A3A-induced DSBs can be countered by TRIB3. A, superposition of FACS analysis of γH2AX-positive HeLa cells gated on the V5-tagged A3A with and without TRIB3 at two different A3A:TRIB3 ratios. B, means and standard deviations γH2AX-positive cell frequencies for quadruplicate transfections, DNA concentrations were always 2 μg and compensated for by plasmid vector. * indicates a statistically significant difference between two observed percentages (p < 0.05).

FIGURE 7.

Transcriptome analysis of A3A, A3C, and TRIB3 in hematopoietic cells and peritumoral cirrhotic tissues.
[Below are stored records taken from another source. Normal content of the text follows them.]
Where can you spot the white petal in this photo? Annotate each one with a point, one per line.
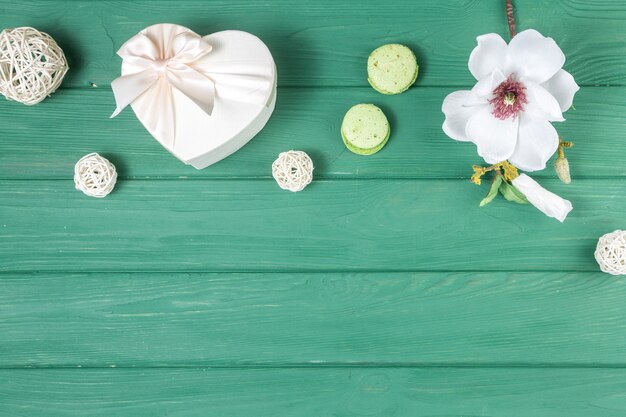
(549, 203)
(488, 55)
(541, 103)
(537, 141)
(534, 57)
(494, 138)
(458, 109)
(563, 87)
(483, 90)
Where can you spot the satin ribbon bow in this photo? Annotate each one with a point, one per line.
(165, 57)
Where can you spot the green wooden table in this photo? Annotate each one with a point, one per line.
(381, 290)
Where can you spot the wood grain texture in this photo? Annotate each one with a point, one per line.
(274, 319)
(327, 42)
(313, 392)
(307, 119)
(352, 225)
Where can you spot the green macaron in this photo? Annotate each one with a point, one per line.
(392, 69)
(365, 129)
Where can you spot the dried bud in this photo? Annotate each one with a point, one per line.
(561, 165)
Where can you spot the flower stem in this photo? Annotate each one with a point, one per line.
(510, 172)
(510, 17)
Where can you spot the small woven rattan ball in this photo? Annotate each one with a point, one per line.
(293, 170)
(94, 175)
(611, 253)
(32, 65)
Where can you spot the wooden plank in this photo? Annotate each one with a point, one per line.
(313, 392)
(327, 43)
(495, 319)
(46, 140)
(252, 225)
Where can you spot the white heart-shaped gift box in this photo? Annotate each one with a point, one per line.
(202, 98)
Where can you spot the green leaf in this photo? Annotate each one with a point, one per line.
(493, 191)
(512, 194)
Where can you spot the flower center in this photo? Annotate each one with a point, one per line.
(508, 98)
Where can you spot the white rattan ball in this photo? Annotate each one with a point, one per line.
(293, 170)
(611, 253)
(32, 65)
(94, 175)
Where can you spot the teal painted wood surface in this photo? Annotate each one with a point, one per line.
(307, 119)
(402, 392)
(381, 290)
(278, 319)
(250, 225)
(327, 42)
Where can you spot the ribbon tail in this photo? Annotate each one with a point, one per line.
(127, 88)
(196, 86)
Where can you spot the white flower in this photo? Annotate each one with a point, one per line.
(549, 203)
(521, 88)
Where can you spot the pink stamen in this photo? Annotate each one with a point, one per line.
(508, 99)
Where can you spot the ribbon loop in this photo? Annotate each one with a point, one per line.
(165, 57)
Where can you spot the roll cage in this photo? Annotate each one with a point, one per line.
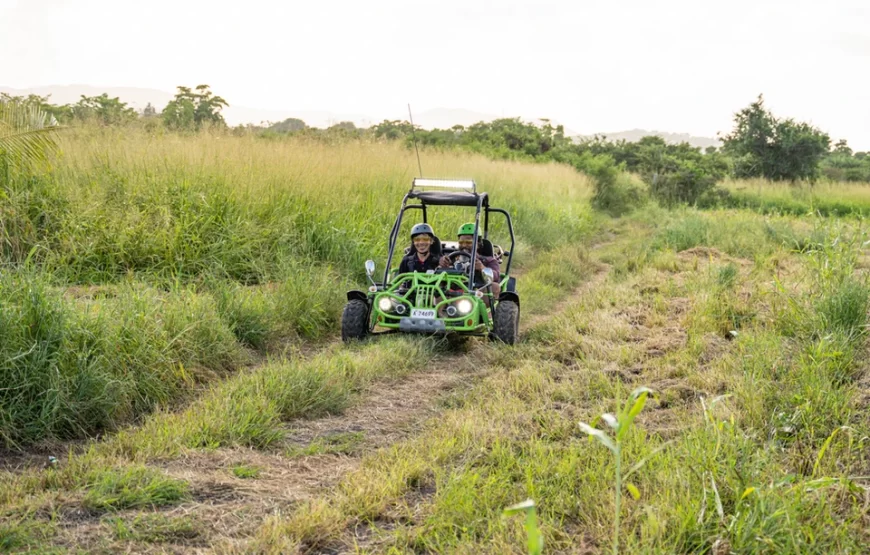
(464, 193)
A, TaqMan analysis of PBMC from two healthy donors at 20, 48, and 120 h after stimulation. B, TaqMan analysis of positively selected CD4⁺ T cells from two healthy donors at days 2 and 5. C, ABI chip analysis of A3A, A3C, TRIB1–3 in peritumoral tissues from patients with alcoholic, HBV-, HBV+hepatitic C virus (HCV)-, and HCV-associated cirrhosis. The inset gives paired A3A and TRIB3 levels from the same samples. **, statistically significant difference compared with healthy liver (p < 0.01). Expression levels are all normalized to RPL13A levels.